Mom has 2 dogs named Lemon the cattle dog and Baby the chihuahua rat terrier mix. Cinder is friends with them. I let him loose to play with the dogs and his dad Shy. My husband and I take the dogs and Cinder for a walk around mom’s neighborhood. Cinder rides in my backpack while the dogs are attached to my belt with bungee leashes. Sometimes I push Cinder in a cat carriage while I walk the dogs. After Mom said how upset Cinder was that his mom went to the vet without him we drove Cinder to my mom’s to play with her dogs and Cinders dad Shy. Cinder forgave us.
Since my TIA stroke my husband and mom have been telling me not to work so hard. My boss after my TIA stroke scolded me now when I struggle to lift heavy things. I know my health is important but things need to be done and I am not helpless. My husband has been preventing me from going to moms to clean and remodel her hoarder house. lately he has been coming with me to be sure I care for the dogs and cat only.
Since mom’s schizophrenic episode I have been cleaning mom’s house and trying to prepare it to eventually move back in but it won’t be anytime soon. I need to clean,redo floors remove carpets put in vinyl floors get rid of old furniture and garbage.
Since my TIA stroke I have been exhausted. Some days it’s all I can to simply get by. I often go home take a small nap and try to accomplish anything. Yesterday I washed clothes,cleaned litter box, took Turtle to the vet. Took Cinder to visit his dad and dog friends.
I want to either build a fence so the dogs can play in mom’s yard safely or I plan to get invisible pet fence. I don’t mind taking them on walks but it’s hard to pull up carpets and lay linoleum when the dogs are trying to kiss my face. Lemon and Baby love cuddle and playing catch. Baby I trust to stay in the yard but Lemon craves adventures and is intelligent enough to break loose and run off. She has a tracking device on her collar to help me find her. I have chased her lots over the recent years to catch her.

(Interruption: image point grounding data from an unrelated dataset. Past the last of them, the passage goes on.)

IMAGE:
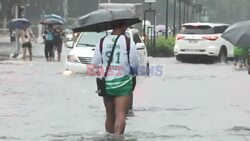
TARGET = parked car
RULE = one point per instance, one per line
(83, 50)
(203, 39)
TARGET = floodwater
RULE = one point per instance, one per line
(190, 102)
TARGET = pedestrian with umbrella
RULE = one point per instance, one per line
(17, 25)
(119, 59)
(27, 36)
(49, 35)
(239, 35)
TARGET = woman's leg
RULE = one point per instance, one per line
(122, 104)
(110, 113)
(24, 53)
(46, 52)
(30, 51)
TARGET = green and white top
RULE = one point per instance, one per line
(118, 80)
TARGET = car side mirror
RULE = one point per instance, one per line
(139, 46)
(69, 44)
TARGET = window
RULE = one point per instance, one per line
(201, 29)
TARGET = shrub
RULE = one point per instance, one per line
(164, 47)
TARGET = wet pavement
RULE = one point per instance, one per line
(190, 102)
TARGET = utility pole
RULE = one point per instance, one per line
(174, 22)
(184, 11)
(65, 12)
(166, 25)
(188, 12)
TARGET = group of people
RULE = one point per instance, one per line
(53, 39)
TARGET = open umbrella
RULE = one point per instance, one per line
(52, 21)
(105, 19)
(238, 34)
(53, 16)
(19, 23)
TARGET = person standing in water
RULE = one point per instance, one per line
(48, 37)
(26, 36)
(119, 86)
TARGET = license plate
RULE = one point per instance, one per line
(193, 41)
(192, 50)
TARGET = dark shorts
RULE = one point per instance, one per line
(240, 59)
(28, 45)
(58, 48)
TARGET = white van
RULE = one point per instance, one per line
(203, 39)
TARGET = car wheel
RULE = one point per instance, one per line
(147, 69)
(222, 58)
(179, 58)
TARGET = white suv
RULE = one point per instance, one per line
(83, 50)
(203, 39)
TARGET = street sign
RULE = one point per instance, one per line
(150, 1)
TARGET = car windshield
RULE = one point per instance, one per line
(189, 29)
(90, 39)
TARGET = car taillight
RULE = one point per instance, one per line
(210, 38)
(178, 37)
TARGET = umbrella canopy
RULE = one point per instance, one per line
(160, 28)
(105, 19)
(52, 21)
(19, 23)
(238, 34)
(53, 16)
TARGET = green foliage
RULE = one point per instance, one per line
(164, 47)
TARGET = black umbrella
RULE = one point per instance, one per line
(19, 23)
(53, 16)
(105, 19)
(52, 21)
(238, 34)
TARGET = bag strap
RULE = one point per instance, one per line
(111, 56)
(128, 52)
(101, 45)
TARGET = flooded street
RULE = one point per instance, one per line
(190, 102)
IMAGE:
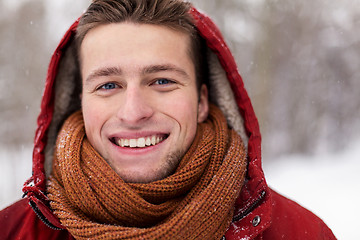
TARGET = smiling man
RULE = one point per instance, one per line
(146, 132)
(140, 101)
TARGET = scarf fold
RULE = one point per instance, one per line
(195, 202)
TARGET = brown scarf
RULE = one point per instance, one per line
(196, 202)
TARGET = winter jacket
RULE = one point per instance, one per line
(260, 213)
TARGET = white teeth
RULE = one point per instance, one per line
(147, 141)
(140, 142)
(132, 142)
(153, 140)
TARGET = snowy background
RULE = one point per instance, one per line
(299, 60)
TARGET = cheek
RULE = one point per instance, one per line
(93, 118)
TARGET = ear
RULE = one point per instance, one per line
(203, 106)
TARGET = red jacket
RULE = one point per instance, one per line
(260, 213)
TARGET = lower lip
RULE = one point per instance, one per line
(136, 150)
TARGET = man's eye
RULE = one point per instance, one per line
(108, 86)
(162, 81)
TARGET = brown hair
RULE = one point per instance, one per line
(170, 13)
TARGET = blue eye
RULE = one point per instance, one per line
(108, 86)
(162, 81)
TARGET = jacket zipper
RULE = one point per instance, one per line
(42, 217)
(252, 207)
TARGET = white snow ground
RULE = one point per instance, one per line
(327, 184)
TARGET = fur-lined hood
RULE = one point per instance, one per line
(61, 98)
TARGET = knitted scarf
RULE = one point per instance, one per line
(195, 202)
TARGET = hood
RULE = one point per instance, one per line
(61, 98)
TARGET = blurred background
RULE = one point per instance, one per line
(300, 62)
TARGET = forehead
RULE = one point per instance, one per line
(113, 42)
(132, 46)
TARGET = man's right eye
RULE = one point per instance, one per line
(107, 86)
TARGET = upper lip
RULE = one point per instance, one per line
(136, 135)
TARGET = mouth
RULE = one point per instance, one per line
(141, 142)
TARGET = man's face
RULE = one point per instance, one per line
(139, 99)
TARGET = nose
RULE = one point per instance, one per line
(135, 107)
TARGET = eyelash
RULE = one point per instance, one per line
(111, 85)
(103, 87)
(168, 81)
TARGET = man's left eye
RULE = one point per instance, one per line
(162, 81)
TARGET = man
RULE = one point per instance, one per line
(130, 146)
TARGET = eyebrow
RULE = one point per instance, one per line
(117, 71)
(103, 72)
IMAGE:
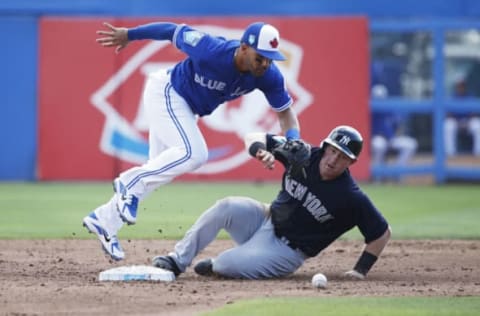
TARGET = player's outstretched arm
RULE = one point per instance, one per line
(119, 37)
(369, 256)
(113, 37)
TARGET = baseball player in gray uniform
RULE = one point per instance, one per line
(215, 71)
(318, 202)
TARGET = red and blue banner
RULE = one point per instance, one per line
(91, 120)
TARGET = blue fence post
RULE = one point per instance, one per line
(439, 105)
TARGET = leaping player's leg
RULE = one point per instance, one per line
(177, 146)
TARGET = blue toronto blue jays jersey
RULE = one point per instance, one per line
(208, 77)
(311, 213)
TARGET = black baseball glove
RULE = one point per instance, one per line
(297, 154)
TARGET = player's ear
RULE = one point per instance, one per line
(243, 48)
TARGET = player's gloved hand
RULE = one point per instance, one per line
(297, 154)
(354, 275)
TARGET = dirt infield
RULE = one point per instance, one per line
(45, 277)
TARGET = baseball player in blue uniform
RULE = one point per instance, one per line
(318, 202)
(216, 70)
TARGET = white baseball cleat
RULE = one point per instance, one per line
(110, 244)
(127, 204)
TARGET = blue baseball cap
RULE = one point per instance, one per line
(265, 39)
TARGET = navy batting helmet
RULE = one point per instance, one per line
(346, 139)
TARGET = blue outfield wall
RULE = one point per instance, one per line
(19, 53)
(18, 92)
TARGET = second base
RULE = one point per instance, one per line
(136, 273)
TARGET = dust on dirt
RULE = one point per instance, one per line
(45, 277)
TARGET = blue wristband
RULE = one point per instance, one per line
(292, 133)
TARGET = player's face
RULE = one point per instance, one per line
(257, 64)
(333, 163)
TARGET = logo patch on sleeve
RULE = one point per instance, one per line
(192, 37)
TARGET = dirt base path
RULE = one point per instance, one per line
(45, 277)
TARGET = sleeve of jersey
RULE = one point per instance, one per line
(194, 43)
(275, 90)
(371, 222)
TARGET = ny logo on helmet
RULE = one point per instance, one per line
(345, 140)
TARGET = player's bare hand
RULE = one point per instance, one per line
(113, 37)
(354, 275)
(267, 158)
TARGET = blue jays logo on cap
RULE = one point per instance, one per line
(265, 39)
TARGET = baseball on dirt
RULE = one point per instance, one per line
(319, 280)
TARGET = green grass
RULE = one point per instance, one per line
(55, 210)
(358, 306)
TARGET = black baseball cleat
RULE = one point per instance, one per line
(167, 263)
(204, 267)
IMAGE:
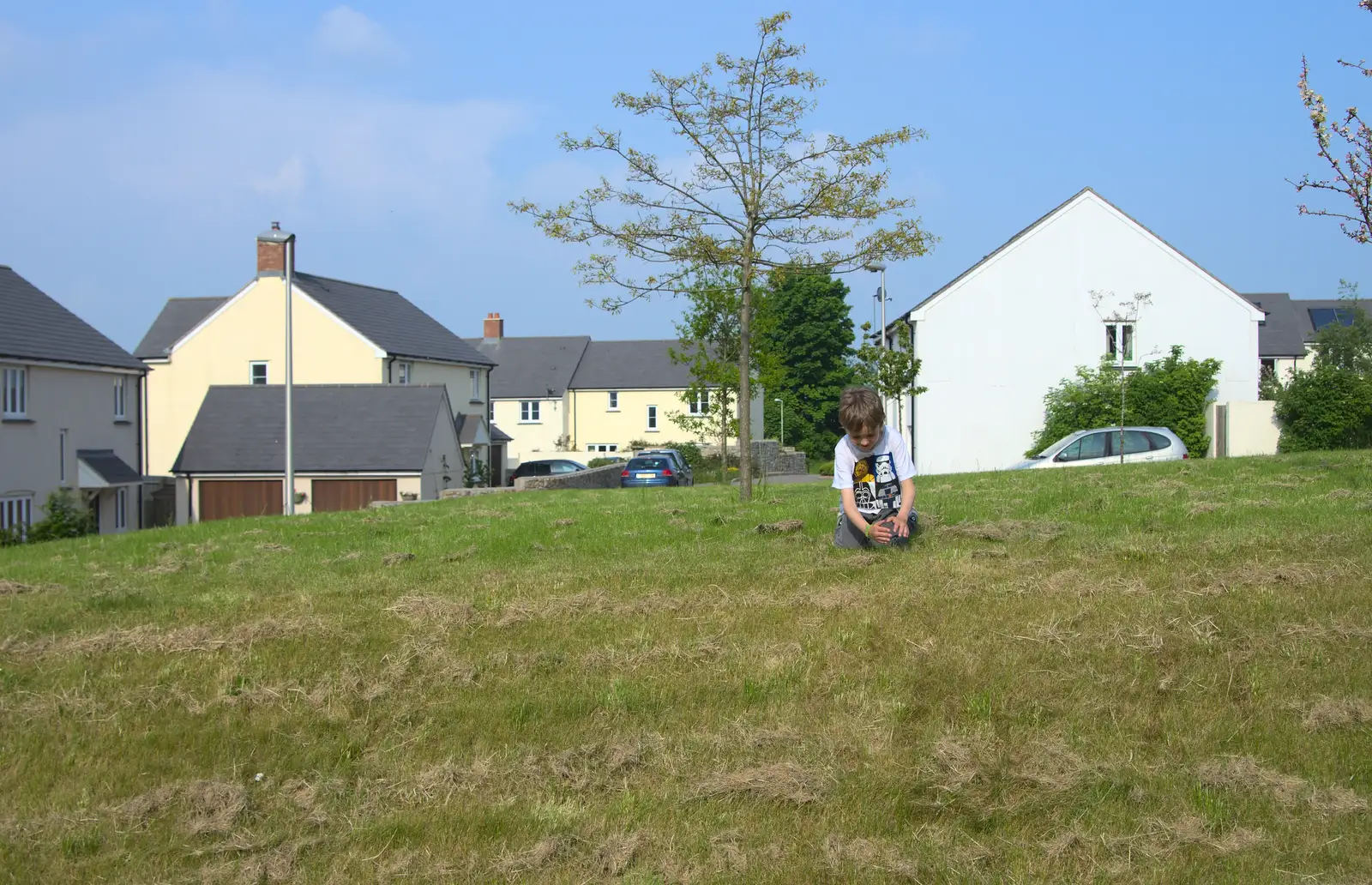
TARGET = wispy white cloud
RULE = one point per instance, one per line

My husband and I need to take the car to the shop. It is losing power again. I already replaced the throttle position sensor. I guess the mechanic will need to figure out my cars hiccup.
Today is my day off. My husband stayed up late again. He is asleep. I think I might sneak off for breakfast. I know he is on the Paleo diet but I probably should be but I am not. I wonder if I could convince Talan to take Cinder on a walk in the park maybe we can go fishing at Fitzpatrick park. Idk I guess I will probably get my car fixed.